Penyebaran terorisme melalui bahasa Arab harus dilihat secara konstektual. Satu pihak bahasa Arab digunakan secara resmi di PBB. Di pihak lain bahasa Arab dipakai kelompok terorisme.
“Terkait dengan bahasa Arab, tentu saya sangat respek dengan bahasa tersebut. Ada perbedaan konteks bahasa Arab sebagai alat komunikasi resmi di PBB (Perserikatan Bangsa-Bangsa, Red) dengan penggunaannya sebagai bahasa sehari-hari dalam pergaulan suatu bangsa yang sudah memiliki bahasa nasional, seperti halnya bahasa kita, bahasa Indonesia,” kata pengamat intelijen Susaningtyas Nefo Handayani Kertopati kepada wartawan, Rabu (8/9/2021).

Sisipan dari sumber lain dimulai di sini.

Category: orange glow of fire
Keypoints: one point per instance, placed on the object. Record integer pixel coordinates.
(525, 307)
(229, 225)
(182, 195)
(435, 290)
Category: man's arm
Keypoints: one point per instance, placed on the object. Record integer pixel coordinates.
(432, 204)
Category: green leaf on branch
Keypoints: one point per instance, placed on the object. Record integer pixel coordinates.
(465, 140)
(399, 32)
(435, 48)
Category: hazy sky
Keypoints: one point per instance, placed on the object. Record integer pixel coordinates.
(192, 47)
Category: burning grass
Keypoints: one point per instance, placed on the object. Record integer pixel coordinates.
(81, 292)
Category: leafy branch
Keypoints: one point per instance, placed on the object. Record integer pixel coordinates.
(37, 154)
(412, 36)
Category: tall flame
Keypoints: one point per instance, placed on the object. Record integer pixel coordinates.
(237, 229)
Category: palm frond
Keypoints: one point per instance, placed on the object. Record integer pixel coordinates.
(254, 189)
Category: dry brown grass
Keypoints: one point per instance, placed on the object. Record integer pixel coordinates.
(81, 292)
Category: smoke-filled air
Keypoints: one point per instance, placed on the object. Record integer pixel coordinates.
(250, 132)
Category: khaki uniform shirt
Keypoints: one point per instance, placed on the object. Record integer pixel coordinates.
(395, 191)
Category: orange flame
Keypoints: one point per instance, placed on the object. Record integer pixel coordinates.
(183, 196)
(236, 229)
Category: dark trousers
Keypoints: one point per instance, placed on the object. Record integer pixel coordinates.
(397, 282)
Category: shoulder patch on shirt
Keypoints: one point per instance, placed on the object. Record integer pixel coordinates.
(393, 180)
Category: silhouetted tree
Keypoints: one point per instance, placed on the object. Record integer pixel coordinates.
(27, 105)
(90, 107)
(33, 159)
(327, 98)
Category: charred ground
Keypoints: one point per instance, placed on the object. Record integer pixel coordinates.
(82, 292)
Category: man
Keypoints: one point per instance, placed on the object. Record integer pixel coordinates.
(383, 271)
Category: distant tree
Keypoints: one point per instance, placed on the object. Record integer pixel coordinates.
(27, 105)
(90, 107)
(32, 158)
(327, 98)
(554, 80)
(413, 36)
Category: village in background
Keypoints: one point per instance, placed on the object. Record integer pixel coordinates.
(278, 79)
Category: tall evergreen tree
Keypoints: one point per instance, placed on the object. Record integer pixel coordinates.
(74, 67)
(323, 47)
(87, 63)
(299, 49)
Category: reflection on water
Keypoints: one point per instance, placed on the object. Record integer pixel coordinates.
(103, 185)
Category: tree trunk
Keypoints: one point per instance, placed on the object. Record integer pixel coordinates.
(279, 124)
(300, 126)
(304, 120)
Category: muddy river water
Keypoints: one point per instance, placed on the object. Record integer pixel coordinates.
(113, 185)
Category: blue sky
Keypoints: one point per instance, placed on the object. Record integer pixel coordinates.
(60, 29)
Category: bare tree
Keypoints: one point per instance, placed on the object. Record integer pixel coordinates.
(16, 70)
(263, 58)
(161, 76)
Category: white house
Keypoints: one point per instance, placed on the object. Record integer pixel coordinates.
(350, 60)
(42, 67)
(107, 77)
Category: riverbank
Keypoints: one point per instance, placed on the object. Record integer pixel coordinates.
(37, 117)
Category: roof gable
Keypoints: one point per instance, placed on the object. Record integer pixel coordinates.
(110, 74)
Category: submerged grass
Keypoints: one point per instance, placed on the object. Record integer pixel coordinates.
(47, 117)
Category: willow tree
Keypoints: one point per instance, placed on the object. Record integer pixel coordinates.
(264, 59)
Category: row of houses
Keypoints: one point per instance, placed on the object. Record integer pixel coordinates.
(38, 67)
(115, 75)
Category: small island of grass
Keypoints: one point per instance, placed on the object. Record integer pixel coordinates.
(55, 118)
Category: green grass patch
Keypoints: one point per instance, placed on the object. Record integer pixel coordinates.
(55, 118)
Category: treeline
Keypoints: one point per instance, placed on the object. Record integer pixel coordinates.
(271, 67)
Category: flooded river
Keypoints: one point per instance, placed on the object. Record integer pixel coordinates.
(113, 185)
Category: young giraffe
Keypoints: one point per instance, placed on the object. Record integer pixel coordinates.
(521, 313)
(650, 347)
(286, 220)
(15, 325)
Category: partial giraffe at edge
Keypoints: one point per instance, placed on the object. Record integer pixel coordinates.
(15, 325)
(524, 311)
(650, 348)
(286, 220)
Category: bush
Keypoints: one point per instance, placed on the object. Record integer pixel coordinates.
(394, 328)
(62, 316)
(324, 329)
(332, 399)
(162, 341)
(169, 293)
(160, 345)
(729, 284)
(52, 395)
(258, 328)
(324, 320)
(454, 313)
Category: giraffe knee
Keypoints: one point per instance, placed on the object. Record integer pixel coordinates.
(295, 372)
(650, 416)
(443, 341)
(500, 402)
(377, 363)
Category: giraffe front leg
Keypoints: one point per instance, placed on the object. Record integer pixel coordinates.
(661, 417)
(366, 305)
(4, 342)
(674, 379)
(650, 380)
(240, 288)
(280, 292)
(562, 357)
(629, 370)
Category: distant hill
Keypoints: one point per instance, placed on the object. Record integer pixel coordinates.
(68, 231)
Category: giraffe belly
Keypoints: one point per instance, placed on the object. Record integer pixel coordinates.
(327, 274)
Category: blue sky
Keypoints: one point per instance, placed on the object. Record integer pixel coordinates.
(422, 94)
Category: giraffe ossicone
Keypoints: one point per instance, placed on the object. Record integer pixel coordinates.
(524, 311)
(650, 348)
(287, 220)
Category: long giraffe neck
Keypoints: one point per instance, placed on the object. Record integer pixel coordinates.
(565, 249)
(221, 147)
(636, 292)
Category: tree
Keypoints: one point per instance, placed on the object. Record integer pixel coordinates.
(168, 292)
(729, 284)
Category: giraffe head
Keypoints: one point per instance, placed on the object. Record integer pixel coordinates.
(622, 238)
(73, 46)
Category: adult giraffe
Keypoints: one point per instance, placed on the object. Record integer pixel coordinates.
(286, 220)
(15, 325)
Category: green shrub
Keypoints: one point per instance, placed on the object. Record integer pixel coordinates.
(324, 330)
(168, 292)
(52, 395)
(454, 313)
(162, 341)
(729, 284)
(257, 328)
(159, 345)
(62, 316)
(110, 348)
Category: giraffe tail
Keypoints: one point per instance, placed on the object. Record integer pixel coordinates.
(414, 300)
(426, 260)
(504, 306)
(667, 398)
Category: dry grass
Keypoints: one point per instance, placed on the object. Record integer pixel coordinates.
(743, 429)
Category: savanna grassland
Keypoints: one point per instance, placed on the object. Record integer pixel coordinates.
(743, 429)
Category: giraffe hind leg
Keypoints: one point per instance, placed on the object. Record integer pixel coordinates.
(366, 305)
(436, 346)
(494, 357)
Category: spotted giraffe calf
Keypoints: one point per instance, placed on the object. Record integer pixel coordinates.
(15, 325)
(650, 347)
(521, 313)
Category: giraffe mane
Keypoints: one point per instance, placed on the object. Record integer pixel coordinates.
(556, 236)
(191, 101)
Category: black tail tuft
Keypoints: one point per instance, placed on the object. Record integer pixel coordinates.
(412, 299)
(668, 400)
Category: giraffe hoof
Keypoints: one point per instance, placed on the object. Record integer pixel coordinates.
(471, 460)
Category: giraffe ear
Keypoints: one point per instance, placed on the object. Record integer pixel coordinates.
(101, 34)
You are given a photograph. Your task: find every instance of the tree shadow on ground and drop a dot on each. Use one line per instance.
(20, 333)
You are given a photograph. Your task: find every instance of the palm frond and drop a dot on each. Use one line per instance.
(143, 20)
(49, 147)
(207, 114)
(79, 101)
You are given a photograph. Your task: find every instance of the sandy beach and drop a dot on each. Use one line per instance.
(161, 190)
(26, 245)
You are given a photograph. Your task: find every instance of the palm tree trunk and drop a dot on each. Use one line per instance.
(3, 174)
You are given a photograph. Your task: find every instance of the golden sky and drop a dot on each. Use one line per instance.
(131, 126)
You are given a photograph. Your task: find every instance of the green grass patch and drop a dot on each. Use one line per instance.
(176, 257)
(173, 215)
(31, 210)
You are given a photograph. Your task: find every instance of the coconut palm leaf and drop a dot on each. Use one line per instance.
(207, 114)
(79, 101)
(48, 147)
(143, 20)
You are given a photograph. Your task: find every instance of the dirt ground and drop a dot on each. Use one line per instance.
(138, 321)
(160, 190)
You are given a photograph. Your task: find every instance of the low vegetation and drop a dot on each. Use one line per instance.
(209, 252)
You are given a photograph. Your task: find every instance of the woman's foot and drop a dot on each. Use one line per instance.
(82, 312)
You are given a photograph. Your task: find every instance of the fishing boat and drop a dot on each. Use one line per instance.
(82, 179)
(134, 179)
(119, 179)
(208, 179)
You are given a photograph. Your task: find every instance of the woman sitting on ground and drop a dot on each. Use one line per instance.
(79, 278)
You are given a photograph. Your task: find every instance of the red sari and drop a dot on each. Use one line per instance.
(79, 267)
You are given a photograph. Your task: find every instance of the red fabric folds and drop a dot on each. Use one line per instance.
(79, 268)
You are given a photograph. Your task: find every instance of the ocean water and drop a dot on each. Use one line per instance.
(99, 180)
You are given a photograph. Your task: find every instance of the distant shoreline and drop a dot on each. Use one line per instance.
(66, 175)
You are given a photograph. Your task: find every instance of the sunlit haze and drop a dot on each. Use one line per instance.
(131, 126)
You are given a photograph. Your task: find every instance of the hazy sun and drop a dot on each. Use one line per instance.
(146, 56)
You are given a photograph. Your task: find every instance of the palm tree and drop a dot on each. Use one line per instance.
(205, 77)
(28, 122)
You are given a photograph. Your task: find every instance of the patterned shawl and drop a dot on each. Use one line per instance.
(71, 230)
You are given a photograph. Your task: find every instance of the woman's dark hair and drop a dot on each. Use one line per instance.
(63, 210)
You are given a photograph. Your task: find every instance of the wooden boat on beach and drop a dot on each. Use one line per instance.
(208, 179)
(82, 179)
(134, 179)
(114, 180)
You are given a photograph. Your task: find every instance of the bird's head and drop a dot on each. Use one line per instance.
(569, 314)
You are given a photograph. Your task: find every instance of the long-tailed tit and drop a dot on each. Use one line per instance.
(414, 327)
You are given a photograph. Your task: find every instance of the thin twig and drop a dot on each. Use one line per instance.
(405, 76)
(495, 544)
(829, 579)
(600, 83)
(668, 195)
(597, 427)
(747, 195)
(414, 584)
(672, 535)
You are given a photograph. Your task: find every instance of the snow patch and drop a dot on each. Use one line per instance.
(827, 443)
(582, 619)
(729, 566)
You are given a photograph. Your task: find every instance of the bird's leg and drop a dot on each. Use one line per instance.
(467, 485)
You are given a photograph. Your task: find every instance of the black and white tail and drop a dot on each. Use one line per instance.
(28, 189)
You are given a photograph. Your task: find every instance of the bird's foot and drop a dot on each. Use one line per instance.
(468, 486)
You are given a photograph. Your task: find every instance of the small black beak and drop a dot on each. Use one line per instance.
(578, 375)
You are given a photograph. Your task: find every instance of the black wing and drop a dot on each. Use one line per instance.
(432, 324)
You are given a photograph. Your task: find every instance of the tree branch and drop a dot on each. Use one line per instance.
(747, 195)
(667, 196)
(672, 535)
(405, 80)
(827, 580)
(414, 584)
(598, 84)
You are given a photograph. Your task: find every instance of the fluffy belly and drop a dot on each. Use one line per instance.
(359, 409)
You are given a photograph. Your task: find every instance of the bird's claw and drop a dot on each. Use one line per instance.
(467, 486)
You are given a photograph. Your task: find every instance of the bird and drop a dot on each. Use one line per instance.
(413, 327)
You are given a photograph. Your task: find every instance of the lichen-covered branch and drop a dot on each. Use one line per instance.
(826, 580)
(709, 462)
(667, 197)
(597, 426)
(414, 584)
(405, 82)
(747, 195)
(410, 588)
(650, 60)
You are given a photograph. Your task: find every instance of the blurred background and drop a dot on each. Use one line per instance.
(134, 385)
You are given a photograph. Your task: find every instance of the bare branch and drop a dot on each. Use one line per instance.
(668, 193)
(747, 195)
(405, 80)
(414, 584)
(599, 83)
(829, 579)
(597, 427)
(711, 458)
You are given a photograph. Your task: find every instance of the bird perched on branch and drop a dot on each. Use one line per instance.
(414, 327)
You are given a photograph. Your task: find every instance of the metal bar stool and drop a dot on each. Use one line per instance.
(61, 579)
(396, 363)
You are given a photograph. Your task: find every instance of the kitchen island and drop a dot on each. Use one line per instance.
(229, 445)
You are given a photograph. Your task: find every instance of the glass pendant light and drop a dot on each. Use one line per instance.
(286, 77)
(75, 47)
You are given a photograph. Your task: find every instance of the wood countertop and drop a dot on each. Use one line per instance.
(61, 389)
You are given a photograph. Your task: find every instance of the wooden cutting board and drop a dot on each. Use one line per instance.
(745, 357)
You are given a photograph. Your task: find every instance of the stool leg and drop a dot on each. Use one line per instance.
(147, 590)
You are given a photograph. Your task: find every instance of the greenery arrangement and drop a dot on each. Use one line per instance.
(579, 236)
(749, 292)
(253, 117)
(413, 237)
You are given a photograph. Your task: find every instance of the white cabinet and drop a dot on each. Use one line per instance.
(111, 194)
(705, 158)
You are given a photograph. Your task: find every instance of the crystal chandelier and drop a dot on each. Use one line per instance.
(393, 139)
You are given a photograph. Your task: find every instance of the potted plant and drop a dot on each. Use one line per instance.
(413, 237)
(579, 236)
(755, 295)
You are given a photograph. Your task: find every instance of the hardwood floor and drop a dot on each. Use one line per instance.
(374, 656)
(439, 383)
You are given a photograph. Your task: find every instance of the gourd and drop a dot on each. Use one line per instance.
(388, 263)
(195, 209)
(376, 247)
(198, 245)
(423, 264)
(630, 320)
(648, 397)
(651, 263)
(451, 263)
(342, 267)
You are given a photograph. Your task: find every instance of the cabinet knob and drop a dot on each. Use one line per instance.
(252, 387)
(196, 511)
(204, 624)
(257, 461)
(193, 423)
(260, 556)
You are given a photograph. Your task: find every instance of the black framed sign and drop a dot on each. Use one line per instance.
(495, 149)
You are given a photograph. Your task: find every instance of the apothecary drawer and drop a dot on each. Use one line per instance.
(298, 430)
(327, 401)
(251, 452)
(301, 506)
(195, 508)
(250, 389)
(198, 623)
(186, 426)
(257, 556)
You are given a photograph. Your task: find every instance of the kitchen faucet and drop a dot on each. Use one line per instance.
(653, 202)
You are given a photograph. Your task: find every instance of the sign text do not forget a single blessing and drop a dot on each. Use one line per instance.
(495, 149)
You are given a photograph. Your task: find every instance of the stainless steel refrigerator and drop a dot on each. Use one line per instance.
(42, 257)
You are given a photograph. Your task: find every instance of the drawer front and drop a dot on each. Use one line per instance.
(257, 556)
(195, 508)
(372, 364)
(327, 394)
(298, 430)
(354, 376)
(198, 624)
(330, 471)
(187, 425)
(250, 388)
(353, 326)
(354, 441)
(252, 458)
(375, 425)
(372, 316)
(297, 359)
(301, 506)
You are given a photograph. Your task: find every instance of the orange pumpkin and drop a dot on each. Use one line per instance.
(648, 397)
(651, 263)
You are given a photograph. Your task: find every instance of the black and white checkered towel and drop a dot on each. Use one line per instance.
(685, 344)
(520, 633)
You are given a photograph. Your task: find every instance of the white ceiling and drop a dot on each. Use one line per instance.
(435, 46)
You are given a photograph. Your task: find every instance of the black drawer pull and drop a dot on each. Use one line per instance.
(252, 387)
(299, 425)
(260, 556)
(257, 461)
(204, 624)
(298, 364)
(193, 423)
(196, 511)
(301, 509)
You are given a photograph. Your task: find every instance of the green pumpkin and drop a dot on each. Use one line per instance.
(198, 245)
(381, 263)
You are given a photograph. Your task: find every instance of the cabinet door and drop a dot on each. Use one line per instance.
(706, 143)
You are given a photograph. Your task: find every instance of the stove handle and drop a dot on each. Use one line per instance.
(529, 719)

Ia pun meminta maaf bila ada yang tidak setuju atas pernyataannya terkait bahasa Arab. “Dalam hal ini, mohon maaf bila ada yang tidak sependapat dengan saya,” kata dia.
Dikatakan, dalam webinar yang diselenggarakan medcom dirinya menyampaikan apa adanya berbagai temuan terkait dengan embrio terorisme dan radikalisme, termasuk cikal bakalnya yang tumbuh berkembang diawali dari dunia pendidikan di Indonesia. “Hal ini yang saya utarakan pada webinar tersebut,” katanya.
Tentu saja, kata Nuning, tidak semua lembaga pendidikan berbasis Islam itu bisa dikatakan sebagai embrio radikalisme atau bahkan Taliban. Masih ada yang mengikuti peraturan perundangan yang berlaku di negara ini. Apalagi, ujarnya, soal (radikalisme di dunia) pendidikan itu sudah ada banyak lembaga yang melakukan riset.